Our online label designer includes a Solar PV tag template (100mm circle) and presets for the AS/NZS sizing and colour conventions, so you're not eyeballing letter heights against the viewing-distance rule. Pick the tag, set the wording, and the price is instant. For the full kit — switchboard tags, cable markers, isolator labels and the rest — see our electrical labels range. Everything is laser-engraved in Townsville with 1–3 business day production and no minimum order.

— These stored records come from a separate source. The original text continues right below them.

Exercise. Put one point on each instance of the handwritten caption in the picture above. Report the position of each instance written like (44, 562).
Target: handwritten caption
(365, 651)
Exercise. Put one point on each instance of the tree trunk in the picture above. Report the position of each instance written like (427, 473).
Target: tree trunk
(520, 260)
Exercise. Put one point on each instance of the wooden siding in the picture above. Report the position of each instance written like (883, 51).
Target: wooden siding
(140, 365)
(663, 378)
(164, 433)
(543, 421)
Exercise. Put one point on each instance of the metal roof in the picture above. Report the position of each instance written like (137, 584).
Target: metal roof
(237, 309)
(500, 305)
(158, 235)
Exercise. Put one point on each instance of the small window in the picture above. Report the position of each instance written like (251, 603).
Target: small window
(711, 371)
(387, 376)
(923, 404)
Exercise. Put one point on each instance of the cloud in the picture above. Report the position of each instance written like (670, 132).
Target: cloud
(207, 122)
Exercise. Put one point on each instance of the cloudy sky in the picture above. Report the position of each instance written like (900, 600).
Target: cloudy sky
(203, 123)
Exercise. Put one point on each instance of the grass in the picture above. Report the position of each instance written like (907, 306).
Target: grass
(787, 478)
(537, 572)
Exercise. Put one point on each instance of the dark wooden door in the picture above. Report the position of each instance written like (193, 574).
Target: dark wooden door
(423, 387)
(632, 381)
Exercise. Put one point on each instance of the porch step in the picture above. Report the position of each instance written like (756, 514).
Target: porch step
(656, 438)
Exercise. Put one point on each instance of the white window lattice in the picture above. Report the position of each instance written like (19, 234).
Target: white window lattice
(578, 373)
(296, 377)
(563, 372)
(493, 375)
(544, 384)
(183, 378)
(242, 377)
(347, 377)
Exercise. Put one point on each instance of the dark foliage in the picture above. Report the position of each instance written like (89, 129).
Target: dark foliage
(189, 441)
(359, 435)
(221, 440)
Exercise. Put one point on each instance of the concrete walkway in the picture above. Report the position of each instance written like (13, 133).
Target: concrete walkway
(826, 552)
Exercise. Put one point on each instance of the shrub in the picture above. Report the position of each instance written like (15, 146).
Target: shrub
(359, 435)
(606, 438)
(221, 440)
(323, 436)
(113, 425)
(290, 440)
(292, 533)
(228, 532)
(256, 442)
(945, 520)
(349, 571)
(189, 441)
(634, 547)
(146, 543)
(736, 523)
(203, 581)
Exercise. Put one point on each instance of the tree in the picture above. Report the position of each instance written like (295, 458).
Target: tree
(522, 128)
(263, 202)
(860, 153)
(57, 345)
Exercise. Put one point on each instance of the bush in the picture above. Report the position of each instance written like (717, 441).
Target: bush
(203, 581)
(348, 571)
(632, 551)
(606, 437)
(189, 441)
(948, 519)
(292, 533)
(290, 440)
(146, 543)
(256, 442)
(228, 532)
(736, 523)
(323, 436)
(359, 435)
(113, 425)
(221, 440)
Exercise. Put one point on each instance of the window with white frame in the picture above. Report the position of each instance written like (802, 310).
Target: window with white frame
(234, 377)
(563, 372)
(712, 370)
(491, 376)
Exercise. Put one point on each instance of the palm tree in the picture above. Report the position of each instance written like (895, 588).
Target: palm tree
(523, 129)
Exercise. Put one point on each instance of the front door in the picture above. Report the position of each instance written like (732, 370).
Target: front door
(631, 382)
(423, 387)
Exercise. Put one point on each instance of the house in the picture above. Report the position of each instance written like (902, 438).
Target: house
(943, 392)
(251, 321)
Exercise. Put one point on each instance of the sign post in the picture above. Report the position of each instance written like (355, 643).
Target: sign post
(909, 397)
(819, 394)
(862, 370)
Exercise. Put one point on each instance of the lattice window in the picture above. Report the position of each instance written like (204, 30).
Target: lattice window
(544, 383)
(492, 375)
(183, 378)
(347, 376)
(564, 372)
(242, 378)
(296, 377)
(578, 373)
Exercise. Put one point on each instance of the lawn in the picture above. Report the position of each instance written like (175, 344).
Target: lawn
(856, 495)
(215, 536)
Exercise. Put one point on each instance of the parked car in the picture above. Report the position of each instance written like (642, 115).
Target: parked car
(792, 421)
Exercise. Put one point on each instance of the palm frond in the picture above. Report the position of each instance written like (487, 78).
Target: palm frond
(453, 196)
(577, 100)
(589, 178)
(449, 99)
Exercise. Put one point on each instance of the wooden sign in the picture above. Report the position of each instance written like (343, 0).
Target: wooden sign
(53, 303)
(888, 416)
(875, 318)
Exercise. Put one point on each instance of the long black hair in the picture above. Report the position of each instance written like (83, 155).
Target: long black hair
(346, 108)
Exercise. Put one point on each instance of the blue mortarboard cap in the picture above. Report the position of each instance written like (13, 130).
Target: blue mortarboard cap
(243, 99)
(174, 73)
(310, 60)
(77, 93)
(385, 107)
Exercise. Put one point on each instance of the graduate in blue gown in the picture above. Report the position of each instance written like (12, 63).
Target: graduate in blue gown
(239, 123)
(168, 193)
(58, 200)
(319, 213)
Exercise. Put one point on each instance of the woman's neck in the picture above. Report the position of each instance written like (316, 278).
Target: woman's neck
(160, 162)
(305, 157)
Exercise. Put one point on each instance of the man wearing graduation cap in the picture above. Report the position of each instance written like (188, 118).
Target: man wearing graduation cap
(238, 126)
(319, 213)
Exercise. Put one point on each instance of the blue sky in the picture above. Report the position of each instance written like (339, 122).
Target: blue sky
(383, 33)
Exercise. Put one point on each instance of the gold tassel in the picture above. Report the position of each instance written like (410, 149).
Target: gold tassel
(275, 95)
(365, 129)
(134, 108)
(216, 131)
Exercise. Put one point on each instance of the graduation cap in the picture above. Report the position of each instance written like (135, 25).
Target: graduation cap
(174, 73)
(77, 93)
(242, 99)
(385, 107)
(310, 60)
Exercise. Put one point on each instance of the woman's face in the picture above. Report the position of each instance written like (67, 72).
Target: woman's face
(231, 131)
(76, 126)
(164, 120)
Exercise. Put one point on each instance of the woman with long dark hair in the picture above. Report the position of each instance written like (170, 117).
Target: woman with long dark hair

Design your labels online →

References

  • AS/NZS 5033:2021 — Installation and safety requirements for photovoltaic (PV) arrays
  • AS/NZS 5139:2019 — Electrical installations: Safety of battery systems for use with power conversion equipment
  • AS/NZS 4777.1:2024 — Grid connection of energy systems via inverters: Installation requirements
  • AS/NZS 3000:2018 — Electrical installations (Wiring Rules)
  • Clean Energy Council — Advice on Labelling (Version 2, June 2023)
  • IEC 60068-2-5:2018 — Environmental testing: Simulated solar radiation at ground level

This article summarises publicly available guidance and is not a substitute for advice from a licensed electrician or accredited installer, or from your inspector. Confirm the specifics against the current edition of each standard and your network service provider's requirements before you rely on it.